Lesson 44 – Keep waiting: The memoryless property of exponential distribution

Bob Waits for the Bus

As the building entrance door closes behind, Bob glances at his post-it note. It has the directions and address of the car dealer. Bob is finally ready to buy his first (used) car. He walks to the nearby bus stop jubilantly thinking he will seldom use the bus again. Bob is tired of the waiting. Throughout these years the one thing he could establish is that the average wait time for his inbound 105 at the Cross St @ Main St is 15 minutes.

Bob may not care, but we know that his wait time follows an exponential distribution that has a probability density function $f(t) = \lambda e^{-\lambda t}$ .

The random variable T, the wait time between buses is an exponential distribution with parameter $\lambda$ . He waits 15 minutes on average. Some days he boards the bus earlier than 15 minutes, and some days he waits much longer.

Looking at the function $f(t) = \lambda e^{-\lambda t}$ , and the typical information we have for exponential distribution, i.e., the average wait time, it will be useful to relate the parameter $\lambda$ to the average wait time.

The average wait time is the average of the distribution — the expected value E[.].

E[X] for a continuous distribution, as you know from lesson 24 is $E[X] = \int x f(x) dx$ .

Applying this using the limits of the exponential distribution, we can derive the following.

$E[T] = \int_{0}^{\infty} t f(t) dt$

$E[T] = \int_{0}^{\infty} t \lambda e^{-\lambda t} dt$

$E[T] = \lambda \int_{0}^{\infty} t e^{-\lambda t} dt$

The definite integral is $\frac{1}{\lambda^{2}}$ .

So we have

$E[T] = \frac{1}{\lambda}$

The parameter $\lambda$ is a non-negative real number ( $\lambda > 0$ ), and represents the reciprocal of the expected value of T.

In Bob’s case, since the average wait time (E[T]) is 15 minutes, the parameter $\lambda$ is 0.066.

Bob gets to the bus shelter, greets the person next to him and thinks to himself “Hope the wait will not exceed 10 minutes today.”

Please tell him the probability he waits more than 10 minutes is 0.5134.

$P(T > 10) = e^{-\lambda t} = e^{-10/15} = 0.5134$

Bob is visibly anxious.

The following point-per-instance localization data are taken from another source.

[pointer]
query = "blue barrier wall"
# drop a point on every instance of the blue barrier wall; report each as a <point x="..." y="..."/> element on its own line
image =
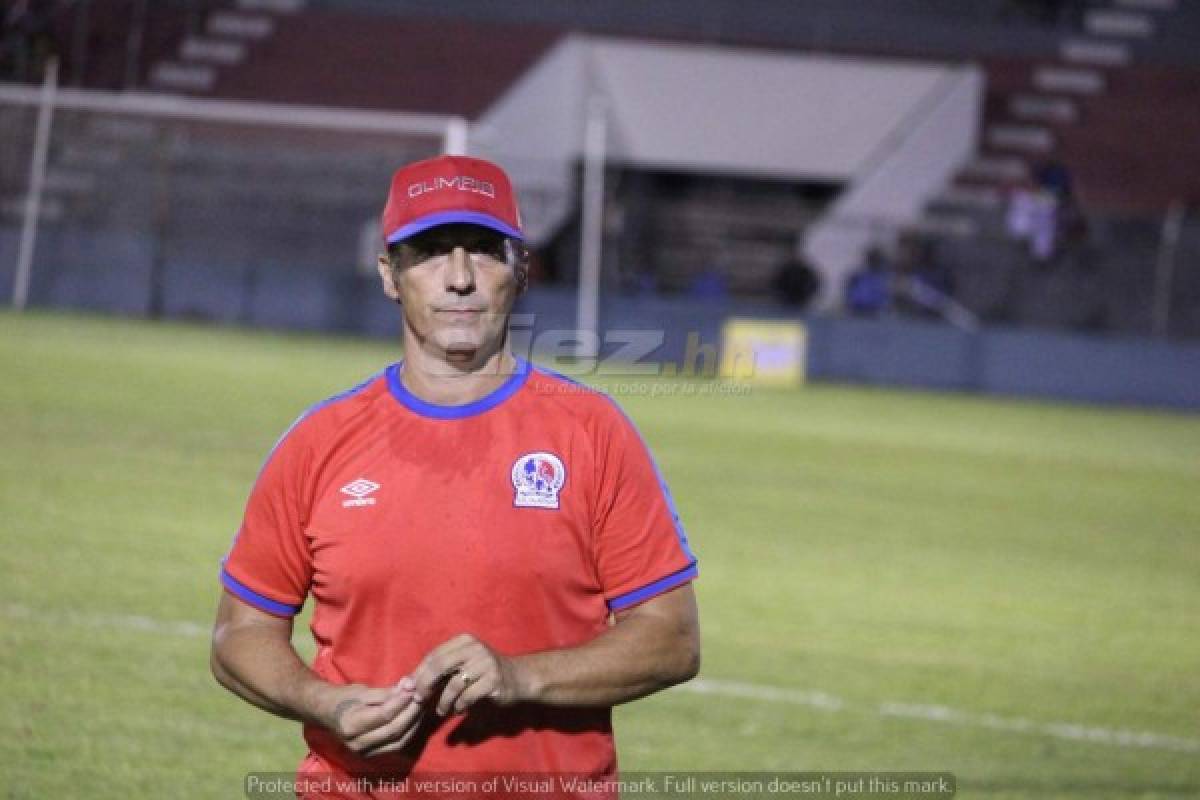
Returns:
<point x="1027" y="364"/>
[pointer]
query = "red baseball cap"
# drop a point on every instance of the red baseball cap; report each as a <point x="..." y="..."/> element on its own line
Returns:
<point x="447" y="190"/>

He turns his hand and looks at his wristwatch. “10 minutes. The wait won’t be much longer.”

Please tell him about the memoryless property of the exponential distribution. The probability that he waits for another ten minutes, given he already waited 10 minutes is also 0.5134.

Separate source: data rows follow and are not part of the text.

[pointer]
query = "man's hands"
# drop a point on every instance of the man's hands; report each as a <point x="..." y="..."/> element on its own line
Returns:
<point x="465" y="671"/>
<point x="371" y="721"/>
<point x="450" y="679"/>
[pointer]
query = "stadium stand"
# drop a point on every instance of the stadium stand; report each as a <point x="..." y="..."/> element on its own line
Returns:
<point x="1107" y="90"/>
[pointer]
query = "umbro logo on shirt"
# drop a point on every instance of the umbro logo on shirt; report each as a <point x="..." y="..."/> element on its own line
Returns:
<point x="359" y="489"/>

Let’s see how. We will assume t represents the first ten minutes and s represents the second ten minutes.

$P(T > t + s \mid T > t) = \frac{P(T > t \cap T > t+s)}{P(T > t)}$

$\hspace{10cm} = \frac{P(T > t+s)}{P(T > t)}$

$\hspace{10cm} = \frac{e^{-\lambda (t+s)}}{e^{-\lambda t}}$

$\hspace{10cm} = \frac{e^{-\lambda t} e^{-\lambda s}}{e^{-\lambda t}}$

$\hspace{10cm} = e^{-\lambda s}$

$P(T > 10 + 10 \mid T > 10) = e^{-10\lambda} = 0.5134$

The probability distribution of the remaining time until the event occurs is always the same regardless of the time that passed.

There is no memory in the process. The history is not relevant. The time to next arrival is not influenced by when the last event or arrival occurred.

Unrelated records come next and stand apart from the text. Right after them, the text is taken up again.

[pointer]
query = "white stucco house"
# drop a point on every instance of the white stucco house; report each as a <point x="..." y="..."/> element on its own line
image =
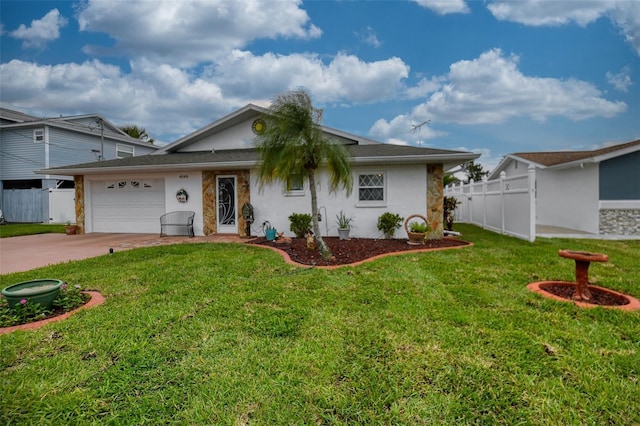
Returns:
<point x="594" y="192"/>
<point x="29" y="143"/>
<point x="212" y="172"/>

This property is unique to the strictly decreasing functions: exponential and the geometric distributions.

The probability that Bob has to wait another s minutes (t + s) given that he already waited t minutes is the same as the probability that Bob waited the first s minutes. It is independent of the current wait time.

Bob Gets His First Chevy

Bob arrives at the dealers. He loves the look of the red 1997 Chevy. He looks over the window pane; “Ah, manual shift!” That made up his mind. He knows what he is getting. The price was reasonable. A good running engine is all he needed to drive it away.

The manager was young, a Harvard alum, as Bob identified from things in the room. “There is no guarantee these days with academic inflation, … the young lad is running a family business, … or his passion is to sell cars,” he thought to himself.

The manager tells him that the engine is in perfect running condition and the average breakdown time is four years. Bob does some estimates ($$$$) in his mind while checking out the car. He is happy with what he is getting and closes the deal.

Please tell Bob that there is a 22% likelihood that his Chevy manual shift will break down in the first year.

The number of years this car will run ~ exponential
distribution with a rate ( $\lambda$ ) of 1/4.

Since the average breakdown time (expected value E[T]) is four years, the parameter $\lambda$ = 1/4.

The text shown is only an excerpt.